2. **Frame Semantics**: The semantic portion of the project uses frame semantics to describe the valences of target words (mainly nouns, adjectives, and verbs).
3. **Database Components**:
- **Lexicon**: Comprises conventional dictionary data, formulas for morphosyntactic realization, links to annotated example sentences, and links to other resources.
- **Frame Database**: Describes the conceptual structure of each frame and provides names and descriptions for its elements.
- **Annotated Example Sentences**: Marked up to illustrate the semantic and morphosyntactic properties of lexical items.
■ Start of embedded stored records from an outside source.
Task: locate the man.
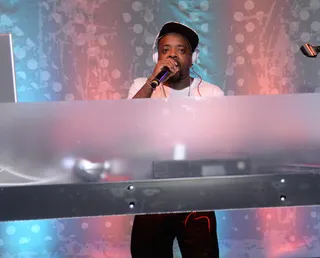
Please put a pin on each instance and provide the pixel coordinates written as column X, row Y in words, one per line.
column 177, row 50
column 153, row 235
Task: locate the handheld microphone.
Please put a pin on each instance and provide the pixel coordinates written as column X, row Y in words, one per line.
column 309, row 50
column 162, row 76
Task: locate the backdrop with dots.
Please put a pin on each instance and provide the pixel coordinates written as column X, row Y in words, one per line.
column 94, row 49
column 87, row 50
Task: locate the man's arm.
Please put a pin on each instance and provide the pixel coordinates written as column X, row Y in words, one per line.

4. **Scope**: The project covers various semantic domains, including HEALTH CARE, CHANCE, PERCEPTION, COMMUNICATION, TRANSACTION, TIME, SPACE, BODY, MOTION, LIFE STAGES, SOCIAL CONTEXT, EMOTION, and COGNITION.
5. **Conceptual Model**: FrameNet uses local frame elements (FEs) within specific conceptual structures (frames), with some frames being general and others specific to a small set of lexical items.
6. **Workflow**: The project involves four main steps: Preparation, Subcorpus Extraction, Annotation, and Entry Writing. Each step is performed by different roles: Vanguard, Annotators, and Rearguard.
7. **Implementation**: The data structures are implemented in SGML, and the software suite includes PERL/CGI-based tools for various tasks.
8. **Conclusion**: The project has made significant progress, with nearly 10,000 annotated sentences and over 20,000 frame element tokens marked. The final database is expected to contain 250,000 annotated sentences and over half a million tokens of frame elements.
The project aims to provide a comprehensive resource for computational linguistics and lexicography, enhancing the understanding and use of lexical items in natural language processing.The Berkeley FrameNet project is a three-year NSF-supported initiative focused on corpus-based computational lexicography. The project aims to create a database of frame-semantic descriptions for several thousand English lexical items, supported by semantically annotated examples from contemporary English corpora. Key features include:
1. **Commitment to Corpus Evidence**: The project emphasizes the use of corpus data for semantic and syntactic generalizations.
2. **Frame Semantics**: The semantic portion of the project uses frame semantics to describe the valences of target words (mainly nouns, adjectives, and verbs).
3. **Database Components**:
- **Lexicon**: Comprises conventional dictionary data, formulas for morphosyntactic realization, links to annotated example sentences, and links to other resources.
- **Frame Database**: Describes the conceptual structure of each frame and provides names and descriptions for its elements.
- **Annotated Example Sentences**: Marked up to illustrate the semantic and morphosyntactic properties of lexical items.
4. **Scope**: The project covers various semantic domains, including HEALTH CARE, CHANCE, PERCEPTION, COMMUNICATION, TRANSACTION, TIME, SPACE, BODY, MOTION, LIFE STAGES, SOCIAL CONTEXT, EMOTION, and COGNITION.
5. **Conceptual Model**: FrameNet uses local frame elements (FEs) within specific conceptual structures (frames), with some frames being general and others specific to a small set of lexical items.
6. **Workflow**: The project involves four main steps: Preparation, Subcorpus Extraction, Annotation, and Entry Writing. Each step is performed by different roles: Vanguard, Annotators, and Rearguard.
7. **Implementation**: The data structures are implemented in SGML, and the software suite includes PERL/CGI-based tools for various tasks.
8. **Conclusion**: The project has made significant progress, with nearly 10,000 annotated sentences and over 20,000 frame element tokens marked. The final database is expected to contain 250,000 annotated sentences and over half a million tokens of frame elements.
The project aims to provide a comprehensive resource for computational linguistics and lexicography, enhancing the understanding and use of lexical items in natural language processing.